Closet and Coffins: The Queer-Coded History of Vampires and Representation

Photos by Laura McCann

Vampires are gay – or at least the story and idea of a vampire has been queercoded since its origin. This is the subtextual coding of a character as queer or having queer attributes. The historically taboo nature of both vampires and queerness worked well together in literary symbolism, which queer writers often had to hide behind. 

“It’s like the hidden aspect of it. The kind of taboo, the kind of feeling of a monster within you – something that makes you different,” said Katie Armstrong, a Kent State student. “There’s a lot of self hatred involved with vampires. They hate what they become, they hate what they are, they hate that part of them, and I feel like a lot of that is connected to kind of like, internalized homophobia and things like that.”

Queer vampires are not a new subject. One of the earliest vampire novels is the sapphic and vampiric love story of “Carmilla,” written by Sheridan Le Fanu in 1872. Later in 1907, George Sylvester Viereck’s “The House of the Vampire,” became widely known as the first male gay vampire romance story. 

“I like the idea where you have to be invited into these situations where it’s like, ‘I feel like an outsider in things and I need to ask for acceptance – asked to be allowed into these spaces,’” said Morgan Russell, a Kent State student. They discussed the AIDS crisis of the 1980s and 1990s having a role in enforcing the connection between vampires and the queer community. They see that from this, there developed a direct correlation to blood and the idea of vampires as tainted beings because of the consumption of blood. “But on the flip side, just the decadence and consumption and just the grandiose nature of vampirism is so good in a queer context.” 

Even in their origins, both mythological and in literature, vampires have an inherent tie with queerness. Writing vampire stories was a way for writers to express the struggles they faced without outright admitting to their queerness.

The show What We Do In The Shadows (WWDITS), created by Taika Waititi, is a mockumentary style series that follows a group of four vampires and a familiar, a human servant to one of the vampires. Nando, Laslow, Nadja, and Colin Robinson are all vampires with Guillermo who cleans up after everyone’s messes, but later becomes a bodyguard for them. 
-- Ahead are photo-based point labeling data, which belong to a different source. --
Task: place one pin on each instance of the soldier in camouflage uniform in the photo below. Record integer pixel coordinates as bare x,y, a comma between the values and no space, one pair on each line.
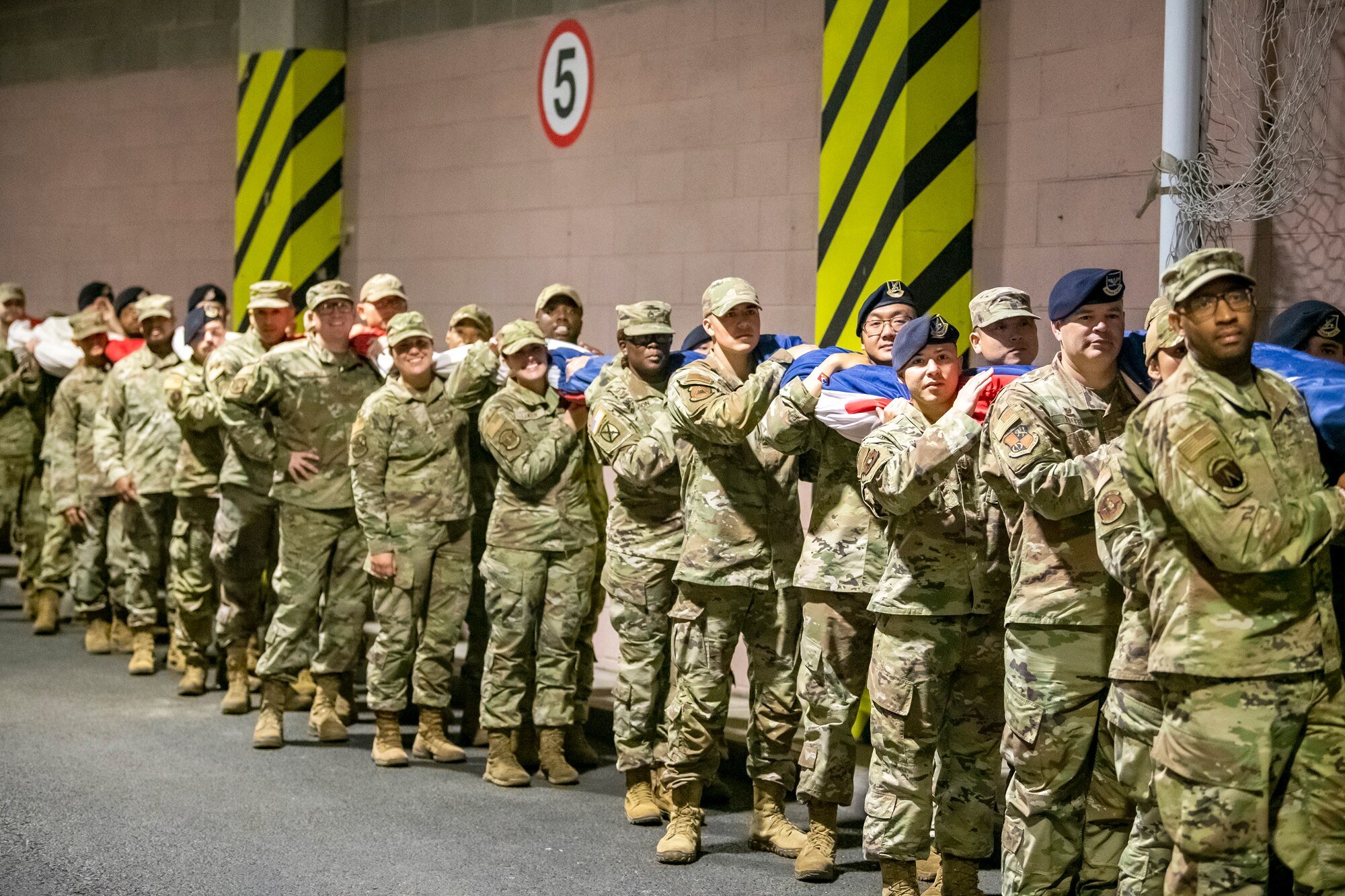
844,553
740,548
410,462
633,434
192,577
1135,705
311,392
244,548
1235,514
137,442
1048,434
WWDITS has no lack of queer representation. “All of our characters are completely pansexual,” said Paul Simms, writer and producer, in an interview with GLAAD. In the first episode, an elder vampire known as The Baron is introduced by both Nadja and Laslow who had separate affairs with him. With that one joke, WWDITS committed itself to a queer inclusive story. It’s easy to make vampires extremely queer because they already exist with an identity that is outside traditional views. These are thousand year old beings who do not have to follow the same societal identity structure followed today.

“It’s nice to just see [queer identities] normalized and talked about because I feel like the running joke here are exactly two pieces of media that have this identity,” said Armstrong, who talked about how rare it is to see lesser known identities. “I feel like queer narratives are more hard hitting where they’re placed in a broader narrative that isn’t just that very specific coming out experience.” 
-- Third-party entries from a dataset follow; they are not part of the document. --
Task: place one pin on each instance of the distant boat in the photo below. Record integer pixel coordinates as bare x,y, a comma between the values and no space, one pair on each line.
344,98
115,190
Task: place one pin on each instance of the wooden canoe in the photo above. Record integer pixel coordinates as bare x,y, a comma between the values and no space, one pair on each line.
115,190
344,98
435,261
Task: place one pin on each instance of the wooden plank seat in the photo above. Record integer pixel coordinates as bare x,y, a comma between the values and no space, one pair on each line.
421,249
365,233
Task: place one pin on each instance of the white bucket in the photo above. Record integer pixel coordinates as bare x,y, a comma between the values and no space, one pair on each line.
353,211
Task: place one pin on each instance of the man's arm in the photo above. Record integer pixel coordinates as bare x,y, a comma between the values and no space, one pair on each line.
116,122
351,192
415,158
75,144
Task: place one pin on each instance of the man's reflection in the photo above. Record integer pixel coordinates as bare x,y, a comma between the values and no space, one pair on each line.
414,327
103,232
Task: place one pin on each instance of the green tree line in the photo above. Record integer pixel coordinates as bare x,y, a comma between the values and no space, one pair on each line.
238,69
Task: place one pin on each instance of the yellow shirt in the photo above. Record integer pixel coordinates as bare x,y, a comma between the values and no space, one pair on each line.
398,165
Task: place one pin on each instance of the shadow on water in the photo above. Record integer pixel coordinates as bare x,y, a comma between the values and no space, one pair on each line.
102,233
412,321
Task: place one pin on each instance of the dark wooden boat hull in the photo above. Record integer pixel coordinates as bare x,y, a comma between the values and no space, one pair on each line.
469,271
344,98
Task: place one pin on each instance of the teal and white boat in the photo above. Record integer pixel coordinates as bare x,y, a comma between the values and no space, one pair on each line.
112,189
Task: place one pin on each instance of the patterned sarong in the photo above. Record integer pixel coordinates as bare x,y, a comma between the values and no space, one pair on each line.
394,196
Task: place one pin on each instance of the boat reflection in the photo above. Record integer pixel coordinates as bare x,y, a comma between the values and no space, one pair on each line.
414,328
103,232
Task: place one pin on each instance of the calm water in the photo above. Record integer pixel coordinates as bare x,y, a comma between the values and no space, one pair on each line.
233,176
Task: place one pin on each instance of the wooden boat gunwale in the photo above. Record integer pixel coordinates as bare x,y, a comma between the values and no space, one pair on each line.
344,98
Most queer representation in the media consists of coming out stories. These feel-good, cisgender digestible pieces are rampant and make up the majority of supposed representation. 

Armstrong thought this is partially why WWDITS is so good. “It isn’t your railroaded coming out, bullshit homophobia, everyone accepts me in the end, we’re all handy dandy everyone shakes hands, hugs, whatever.” It’s somehow more real, even with all the supernatural shenanigans. Representation without the focus of the story being that the characters are queer is refreshing to many. Instead of focusing on what it means to struggle because you are queer it shows what it means to be queer and struggle outside of it. Queer people don’t entirely exist within the context of coming out, the majority of what is portrayed in the media.
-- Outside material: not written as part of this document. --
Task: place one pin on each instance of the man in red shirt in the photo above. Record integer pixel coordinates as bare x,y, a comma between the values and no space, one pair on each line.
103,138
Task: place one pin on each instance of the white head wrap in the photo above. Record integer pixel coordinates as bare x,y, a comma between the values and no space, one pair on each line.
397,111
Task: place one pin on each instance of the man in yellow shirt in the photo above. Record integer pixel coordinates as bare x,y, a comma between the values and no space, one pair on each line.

“You’ve turned the queer experience into a commodity,” said Russell. “People love a struggle, they love a story where it’s victimizing, but sometimes it’s good to just have something where I can be happy, where it’s not where the character I like is just killed.” While technically, yes, coming out stories are representation, it’s really not the representation the community needs.

Most queer stories have also historically focused on gay white men. It’s important to have more expansive representation and have characters that are not just conventionally attractive cis gay white men. “I want butches already” said Russell. They also think people need to be more open to different kinds of representation. “You need to be able to watch something that doesn’t have your very specific representation. You need to be there for everybody in the community, so that [the queer community] can have more.”

Armstrong said, “People don’t want to watch more stories and movies of crimes being committed against them. They want to see things like What We Do In The Shadows where it’s, for once, fun vampires and also yeah, they’re gay, you know?”